While currency pundits were jolted by Governor Mark Carney’s surprise hint that an interest-rate increase by the Bank of England next month isn’t a foregone conclusion, they aren’t exactly doing an about-turn on their forecasts. ING Groep NV, Nomura International Plc, Credit Agricole SA, CBA Europe Ltd., MUFG and Canadian Imperial Bank of Commerce all say they are keeping their call for a hike in May intact.

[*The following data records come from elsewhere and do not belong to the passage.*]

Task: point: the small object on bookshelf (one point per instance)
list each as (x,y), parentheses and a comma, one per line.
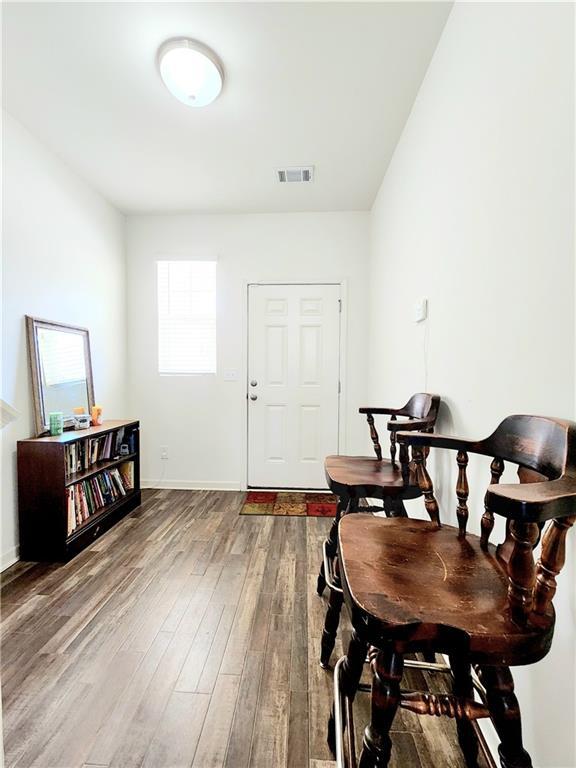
(56,421)
(96,415)
(81,421)
(73,487)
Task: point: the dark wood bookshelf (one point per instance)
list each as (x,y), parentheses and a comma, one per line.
(42,497)
(95,469)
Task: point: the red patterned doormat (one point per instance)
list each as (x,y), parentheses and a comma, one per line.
(289,503)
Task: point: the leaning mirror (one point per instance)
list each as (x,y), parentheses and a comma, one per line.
(61,370)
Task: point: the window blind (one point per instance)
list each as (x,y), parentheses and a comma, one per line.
(186,317)
(62,358)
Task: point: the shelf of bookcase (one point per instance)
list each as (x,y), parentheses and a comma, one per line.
(95,469)
(101,513)
(43,497)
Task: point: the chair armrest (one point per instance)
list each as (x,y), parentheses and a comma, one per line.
(534,502)
(427,439)
(381,411)
(405,426)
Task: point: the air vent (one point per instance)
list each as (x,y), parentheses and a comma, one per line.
(303,174)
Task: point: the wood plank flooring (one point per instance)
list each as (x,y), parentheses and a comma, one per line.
(186,637)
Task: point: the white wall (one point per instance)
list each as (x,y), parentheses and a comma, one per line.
(63,259)
(476,213)
(202,419)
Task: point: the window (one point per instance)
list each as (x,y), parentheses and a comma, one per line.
(186,317)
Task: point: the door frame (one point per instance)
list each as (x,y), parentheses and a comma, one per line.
(342,343)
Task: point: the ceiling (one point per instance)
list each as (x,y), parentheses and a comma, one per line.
(325,84)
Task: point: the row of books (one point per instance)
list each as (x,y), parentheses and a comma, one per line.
(89,496)
(83,454)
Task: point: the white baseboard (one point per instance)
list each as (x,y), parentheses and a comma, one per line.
(9,557)
(193,485)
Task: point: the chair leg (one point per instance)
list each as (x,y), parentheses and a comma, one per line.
(387,669)
(350,675)
(331,621)
(394,507)
(462,686)
(331,542)
(505,714)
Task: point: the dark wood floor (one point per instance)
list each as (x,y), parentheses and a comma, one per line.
(186,637)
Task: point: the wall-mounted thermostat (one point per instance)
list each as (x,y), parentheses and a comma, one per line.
(420,310)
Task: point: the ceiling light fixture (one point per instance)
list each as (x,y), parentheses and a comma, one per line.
(191,71)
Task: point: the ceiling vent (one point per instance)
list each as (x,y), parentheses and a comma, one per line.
(300,174)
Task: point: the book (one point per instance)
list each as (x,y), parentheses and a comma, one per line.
(87,497)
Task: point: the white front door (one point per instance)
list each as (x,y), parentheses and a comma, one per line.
(293,375)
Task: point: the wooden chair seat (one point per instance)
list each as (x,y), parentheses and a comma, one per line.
(368,477)
(422,584)
(414,585)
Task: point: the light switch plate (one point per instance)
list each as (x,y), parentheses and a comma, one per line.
(420,310)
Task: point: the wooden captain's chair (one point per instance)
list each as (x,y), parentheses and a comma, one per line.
(417,586)
(352,478)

Gilts slid on Monday after rallying Friday on the repricing as money-market investors pared expectations for a rate move to around 50 percent following Carney’s remarks, from more than 80 percent earlier. Sterling is still among the top performers in Group-of-10 currencies this year, largely led by conviction that the central bank will need to raise rates to quell inflation that breached 3 percent in November.
“We still have a May hike penciled in -- and see this clear-out as a good opportunity to chase tactical pound upside into the May BOE meeting,” said Viraj Patel, an analyst at ING Groep NV. “All Carney has done has turned May from a surefire bet to a 50:50.”

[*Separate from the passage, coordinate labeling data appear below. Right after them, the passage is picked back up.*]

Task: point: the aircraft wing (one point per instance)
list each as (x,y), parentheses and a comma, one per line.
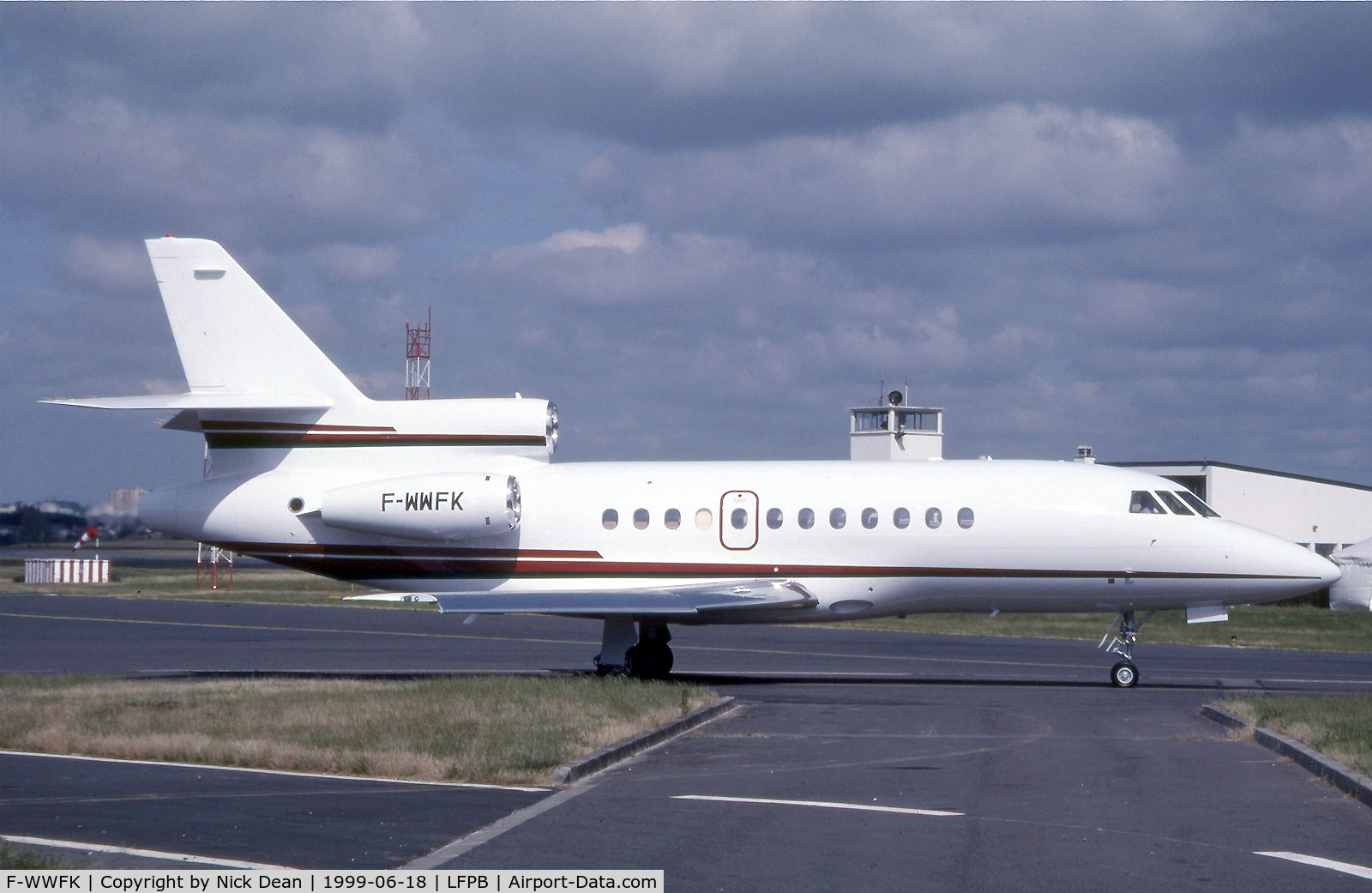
(678,601)
(196,400)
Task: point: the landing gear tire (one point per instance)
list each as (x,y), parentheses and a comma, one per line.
(1124,675)
(648,660)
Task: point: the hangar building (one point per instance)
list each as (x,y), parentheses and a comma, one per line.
(1323,515)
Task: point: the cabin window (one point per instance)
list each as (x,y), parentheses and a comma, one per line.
(1172,503)
(1143,503)
(1198,504)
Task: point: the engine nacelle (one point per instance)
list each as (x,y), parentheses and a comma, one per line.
(441,506)
(1353,590)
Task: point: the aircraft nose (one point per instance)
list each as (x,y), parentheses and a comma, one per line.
(1294,570)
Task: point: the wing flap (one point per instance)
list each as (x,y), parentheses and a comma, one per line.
(681,601)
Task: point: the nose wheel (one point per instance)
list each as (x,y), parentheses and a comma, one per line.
(1120,641)
(1124,675)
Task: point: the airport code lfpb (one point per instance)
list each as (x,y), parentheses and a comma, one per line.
(192,881)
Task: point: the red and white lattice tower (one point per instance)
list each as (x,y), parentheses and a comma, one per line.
(416,359)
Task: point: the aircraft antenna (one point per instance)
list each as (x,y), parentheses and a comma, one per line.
(418,359)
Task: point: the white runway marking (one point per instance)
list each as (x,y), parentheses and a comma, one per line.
(821,804)
(1357,872)
(244,769)
(146,854)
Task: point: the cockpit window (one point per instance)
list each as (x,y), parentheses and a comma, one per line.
(1172,503)
(1195,503)
(1143,503)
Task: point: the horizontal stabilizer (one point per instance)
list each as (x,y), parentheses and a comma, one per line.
(192,400)
(645,602)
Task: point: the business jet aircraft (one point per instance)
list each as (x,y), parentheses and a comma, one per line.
(456,501)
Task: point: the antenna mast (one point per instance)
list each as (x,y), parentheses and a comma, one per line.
(418,359)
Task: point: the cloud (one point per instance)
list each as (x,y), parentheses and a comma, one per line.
(349,263)
(109,166)
(114,267)
(1026,174)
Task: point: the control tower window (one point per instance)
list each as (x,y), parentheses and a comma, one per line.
(1143,503)
(870,420)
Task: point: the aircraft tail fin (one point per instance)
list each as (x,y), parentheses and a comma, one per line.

The pound traded steady at around $1.40 on Monday, having lost 1.7 percent last week, the worst five-day performance since February. Still, the currency has strengthened close to 4 percent this year against the dollar.
Pacific Investment Management Co. sees the possibility of further pound strength, according to Mike Amey, a managing director at the fund.

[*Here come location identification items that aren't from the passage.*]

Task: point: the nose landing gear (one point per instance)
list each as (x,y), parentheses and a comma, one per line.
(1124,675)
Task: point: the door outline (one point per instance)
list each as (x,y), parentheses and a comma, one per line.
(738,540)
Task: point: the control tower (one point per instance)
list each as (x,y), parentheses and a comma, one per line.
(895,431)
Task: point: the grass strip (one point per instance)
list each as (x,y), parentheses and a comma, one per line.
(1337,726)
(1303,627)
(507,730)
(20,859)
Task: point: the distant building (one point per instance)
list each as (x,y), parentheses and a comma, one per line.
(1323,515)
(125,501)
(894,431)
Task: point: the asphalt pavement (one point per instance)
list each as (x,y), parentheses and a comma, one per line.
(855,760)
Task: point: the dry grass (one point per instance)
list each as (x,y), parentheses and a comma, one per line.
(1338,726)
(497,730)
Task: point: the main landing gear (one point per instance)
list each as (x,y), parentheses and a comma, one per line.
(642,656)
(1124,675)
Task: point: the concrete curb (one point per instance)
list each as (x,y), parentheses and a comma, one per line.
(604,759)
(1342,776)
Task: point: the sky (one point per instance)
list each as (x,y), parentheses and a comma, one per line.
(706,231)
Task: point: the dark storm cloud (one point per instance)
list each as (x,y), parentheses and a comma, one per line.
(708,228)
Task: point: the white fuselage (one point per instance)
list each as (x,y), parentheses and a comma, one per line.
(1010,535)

“We still see scope for the monetary policy committee to hold the line and hike rates one to two times in 2018 and in 2019,” said Amey. This means U.K. sovereign yields are “rich” while there is “some scope for a modest appreciation in the British pound, not least due to our expectations of a non-disruptive Brexit,” he said.
Nomura is more bullish and sees sterling ending the year higher despite Carney’s latest comments.
“For the time being, and before all of the monthly data are in, we still on balance expect the MPC to raise rates next month,” said Jordan Rochester, an analyst at the brokerage. “The MPC’s known reluctance to pre-commit may lead us to discount the importance of these comments.”
Rochester predicts the pound to strengthen more than 5 percent from here to end 2018 at $1.48, levels around which it was trading in the run-up to the Brexit referendum.
Yet not all in the street are unified in expecting a May rate hike.
“Grudgingly, we have changed our forecast for the next interest-rate move,” said Alan Clarke, a strategist at Scotiabank. “We no longer expect an increase in the May MPC meeting,” he wrote, citing recent disappointing U.K. economic data and Carney’s comments.